Action Adventure and Feminism Part 3

So now we know how it started, pretty much. But the amazon superninja didn’t immigrate from comic books to movies right away. And when she did, it was a gradual incursion.

The idea of a  120 pound woman physically dominating a 180 pound man in any kind of combat is laughable. So it’s fitting that the first cultural conditioning began in comedies.

(Even male couch potatoes are easily stronger than the average female. Yes, martial arts can make up for some physiological advantages, and according to action movies, every woman is a master; but I’d wager there are still a lot more men studying martial arts than women…in the real world, anyway.)

(You might want to skip forward to 6:40 or so in the clip below.)
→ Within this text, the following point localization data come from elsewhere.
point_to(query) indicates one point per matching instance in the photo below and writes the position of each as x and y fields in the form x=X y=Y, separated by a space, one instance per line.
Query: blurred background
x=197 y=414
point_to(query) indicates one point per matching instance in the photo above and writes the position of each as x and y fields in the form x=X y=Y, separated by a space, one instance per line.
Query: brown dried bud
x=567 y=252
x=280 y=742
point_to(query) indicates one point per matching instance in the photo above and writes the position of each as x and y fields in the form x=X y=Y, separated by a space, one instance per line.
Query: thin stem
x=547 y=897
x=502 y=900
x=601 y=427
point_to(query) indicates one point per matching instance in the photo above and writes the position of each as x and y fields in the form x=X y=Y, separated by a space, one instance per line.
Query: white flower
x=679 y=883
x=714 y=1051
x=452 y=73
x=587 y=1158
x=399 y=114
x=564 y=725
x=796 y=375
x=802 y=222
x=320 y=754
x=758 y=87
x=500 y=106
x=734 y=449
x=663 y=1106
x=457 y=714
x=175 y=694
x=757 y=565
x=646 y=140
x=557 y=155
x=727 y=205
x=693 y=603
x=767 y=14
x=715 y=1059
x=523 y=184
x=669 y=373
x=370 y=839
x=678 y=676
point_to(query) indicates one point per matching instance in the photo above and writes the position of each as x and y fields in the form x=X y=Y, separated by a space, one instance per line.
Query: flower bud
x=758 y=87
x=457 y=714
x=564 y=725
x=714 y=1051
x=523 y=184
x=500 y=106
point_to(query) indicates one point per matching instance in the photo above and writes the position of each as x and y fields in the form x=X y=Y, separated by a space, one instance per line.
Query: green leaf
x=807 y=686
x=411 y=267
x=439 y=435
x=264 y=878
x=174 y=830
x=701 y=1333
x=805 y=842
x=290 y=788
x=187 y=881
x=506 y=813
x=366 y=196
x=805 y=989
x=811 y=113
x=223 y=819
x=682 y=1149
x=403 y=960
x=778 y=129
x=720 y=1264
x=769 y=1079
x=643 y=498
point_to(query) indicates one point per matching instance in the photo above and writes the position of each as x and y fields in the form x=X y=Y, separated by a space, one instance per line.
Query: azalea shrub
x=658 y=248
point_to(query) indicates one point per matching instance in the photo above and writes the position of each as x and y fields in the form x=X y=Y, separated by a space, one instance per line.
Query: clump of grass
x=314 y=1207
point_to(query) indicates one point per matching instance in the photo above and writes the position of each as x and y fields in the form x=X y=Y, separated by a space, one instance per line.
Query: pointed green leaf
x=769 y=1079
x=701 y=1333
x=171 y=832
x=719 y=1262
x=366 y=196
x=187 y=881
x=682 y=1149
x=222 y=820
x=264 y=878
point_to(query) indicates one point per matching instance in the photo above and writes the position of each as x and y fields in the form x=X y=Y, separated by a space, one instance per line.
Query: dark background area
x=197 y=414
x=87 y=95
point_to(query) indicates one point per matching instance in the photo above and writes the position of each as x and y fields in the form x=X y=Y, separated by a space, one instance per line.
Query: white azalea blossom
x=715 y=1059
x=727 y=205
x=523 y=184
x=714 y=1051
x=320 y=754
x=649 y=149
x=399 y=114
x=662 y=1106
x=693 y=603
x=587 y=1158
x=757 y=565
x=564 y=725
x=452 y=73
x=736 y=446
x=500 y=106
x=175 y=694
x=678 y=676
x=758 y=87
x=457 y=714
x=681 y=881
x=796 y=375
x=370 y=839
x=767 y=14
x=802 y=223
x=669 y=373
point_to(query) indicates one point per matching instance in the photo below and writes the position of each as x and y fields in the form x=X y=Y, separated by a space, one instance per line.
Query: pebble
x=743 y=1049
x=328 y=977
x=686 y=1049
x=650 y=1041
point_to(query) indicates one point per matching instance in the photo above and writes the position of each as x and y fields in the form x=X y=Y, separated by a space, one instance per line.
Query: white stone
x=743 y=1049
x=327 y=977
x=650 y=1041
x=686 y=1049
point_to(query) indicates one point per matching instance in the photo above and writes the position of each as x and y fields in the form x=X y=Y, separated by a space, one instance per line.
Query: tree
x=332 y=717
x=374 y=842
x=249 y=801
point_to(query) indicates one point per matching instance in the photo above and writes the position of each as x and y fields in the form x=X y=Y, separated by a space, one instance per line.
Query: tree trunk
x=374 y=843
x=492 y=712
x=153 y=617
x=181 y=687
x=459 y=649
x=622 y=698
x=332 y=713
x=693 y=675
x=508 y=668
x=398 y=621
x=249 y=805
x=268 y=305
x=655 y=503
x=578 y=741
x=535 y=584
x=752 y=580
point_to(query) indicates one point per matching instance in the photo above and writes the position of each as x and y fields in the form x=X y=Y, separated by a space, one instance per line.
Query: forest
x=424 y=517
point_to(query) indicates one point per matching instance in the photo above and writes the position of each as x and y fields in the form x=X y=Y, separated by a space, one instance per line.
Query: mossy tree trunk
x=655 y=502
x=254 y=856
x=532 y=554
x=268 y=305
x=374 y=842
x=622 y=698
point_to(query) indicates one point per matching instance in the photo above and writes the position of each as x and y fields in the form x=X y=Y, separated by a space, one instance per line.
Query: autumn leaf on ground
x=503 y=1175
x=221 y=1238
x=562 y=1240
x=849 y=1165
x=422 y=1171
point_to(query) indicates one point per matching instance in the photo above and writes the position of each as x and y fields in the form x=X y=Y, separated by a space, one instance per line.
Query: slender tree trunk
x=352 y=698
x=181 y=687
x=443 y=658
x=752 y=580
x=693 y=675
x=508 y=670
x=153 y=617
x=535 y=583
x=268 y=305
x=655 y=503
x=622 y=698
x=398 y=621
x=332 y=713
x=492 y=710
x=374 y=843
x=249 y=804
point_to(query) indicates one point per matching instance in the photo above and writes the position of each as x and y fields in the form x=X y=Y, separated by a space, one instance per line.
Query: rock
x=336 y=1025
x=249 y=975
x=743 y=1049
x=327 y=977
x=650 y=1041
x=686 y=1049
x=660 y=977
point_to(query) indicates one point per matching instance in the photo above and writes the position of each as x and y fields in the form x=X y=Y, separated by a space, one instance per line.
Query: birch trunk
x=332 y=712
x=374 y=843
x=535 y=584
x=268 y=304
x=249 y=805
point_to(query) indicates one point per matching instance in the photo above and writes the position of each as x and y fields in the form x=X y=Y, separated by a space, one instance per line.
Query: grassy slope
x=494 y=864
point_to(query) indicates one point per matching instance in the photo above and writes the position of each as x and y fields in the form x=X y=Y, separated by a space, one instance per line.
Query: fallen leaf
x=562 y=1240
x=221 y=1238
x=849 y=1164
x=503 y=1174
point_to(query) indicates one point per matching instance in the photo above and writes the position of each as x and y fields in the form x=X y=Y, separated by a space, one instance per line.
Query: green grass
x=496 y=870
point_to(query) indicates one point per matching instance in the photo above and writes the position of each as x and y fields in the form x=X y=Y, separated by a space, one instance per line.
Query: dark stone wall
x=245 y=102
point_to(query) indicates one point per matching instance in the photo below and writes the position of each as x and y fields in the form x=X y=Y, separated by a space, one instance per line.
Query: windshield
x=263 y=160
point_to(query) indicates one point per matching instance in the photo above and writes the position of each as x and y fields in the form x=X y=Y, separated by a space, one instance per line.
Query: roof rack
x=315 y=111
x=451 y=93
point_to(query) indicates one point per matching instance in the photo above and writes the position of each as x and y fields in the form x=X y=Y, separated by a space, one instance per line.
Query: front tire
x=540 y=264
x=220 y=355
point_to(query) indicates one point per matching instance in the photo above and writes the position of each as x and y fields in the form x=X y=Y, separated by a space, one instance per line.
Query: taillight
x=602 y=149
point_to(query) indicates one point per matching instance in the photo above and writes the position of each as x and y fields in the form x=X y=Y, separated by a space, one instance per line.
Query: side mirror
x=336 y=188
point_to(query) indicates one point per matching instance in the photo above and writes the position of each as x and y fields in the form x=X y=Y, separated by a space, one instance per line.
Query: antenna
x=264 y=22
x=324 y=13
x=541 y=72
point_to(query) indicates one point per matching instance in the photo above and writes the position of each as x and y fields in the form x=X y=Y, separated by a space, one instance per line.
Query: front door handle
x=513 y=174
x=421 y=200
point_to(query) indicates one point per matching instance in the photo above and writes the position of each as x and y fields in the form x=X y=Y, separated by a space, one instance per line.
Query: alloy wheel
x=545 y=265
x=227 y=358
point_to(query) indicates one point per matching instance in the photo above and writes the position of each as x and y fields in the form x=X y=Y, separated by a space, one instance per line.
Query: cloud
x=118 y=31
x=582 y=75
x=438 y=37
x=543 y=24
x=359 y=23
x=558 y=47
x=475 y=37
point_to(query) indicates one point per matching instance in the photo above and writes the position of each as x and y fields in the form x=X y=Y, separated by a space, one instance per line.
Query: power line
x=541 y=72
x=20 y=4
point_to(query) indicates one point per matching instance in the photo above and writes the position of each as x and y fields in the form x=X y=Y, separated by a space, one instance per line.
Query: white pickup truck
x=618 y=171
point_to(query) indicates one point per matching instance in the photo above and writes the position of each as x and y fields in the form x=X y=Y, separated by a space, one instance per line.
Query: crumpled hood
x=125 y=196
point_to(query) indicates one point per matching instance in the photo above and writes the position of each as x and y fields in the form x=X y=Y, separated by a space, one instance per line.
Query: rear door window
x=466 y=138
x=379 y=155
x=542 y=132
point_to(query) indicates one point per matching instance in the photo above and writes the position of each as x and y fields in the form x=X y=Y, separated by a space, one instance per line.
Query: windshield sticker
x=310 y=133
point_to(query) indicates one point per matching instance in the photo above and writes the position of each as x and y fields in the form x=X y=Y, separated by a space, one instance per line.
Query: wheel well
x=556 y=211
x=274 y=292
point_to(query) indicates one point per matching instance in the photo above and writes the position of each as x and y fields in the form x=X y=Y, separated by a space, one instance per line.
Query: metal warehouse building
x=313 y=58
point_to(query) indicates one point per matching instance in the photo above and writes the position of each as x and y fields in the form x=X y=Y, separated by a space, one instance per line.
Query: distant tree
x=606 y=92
The gender role reversals were very subtle in, say, the Howard Hawks comedies. But the more zany the comedy, the more masculine the women and effeminate the men. One would think people watching a comedy would know better than to take anything in it seriously, but when watching a movie, a person’s defenses are significantly weakened due to their suspension of disbelief, and ideas can infest directly into the subconscious. Hollywood knows this, of course, and has used this technique to influence the thinking of Joe Public regarding nearly every subject–especially politics.

By the 1970s amazon superninjas began showing up in non-comedy genres to a noticeable extent. By the 1990s it was obligatory in action movies, and becoming so in adventure fiction. Of course comic books were way ahead of the curve, having started down this road in the early 1940s.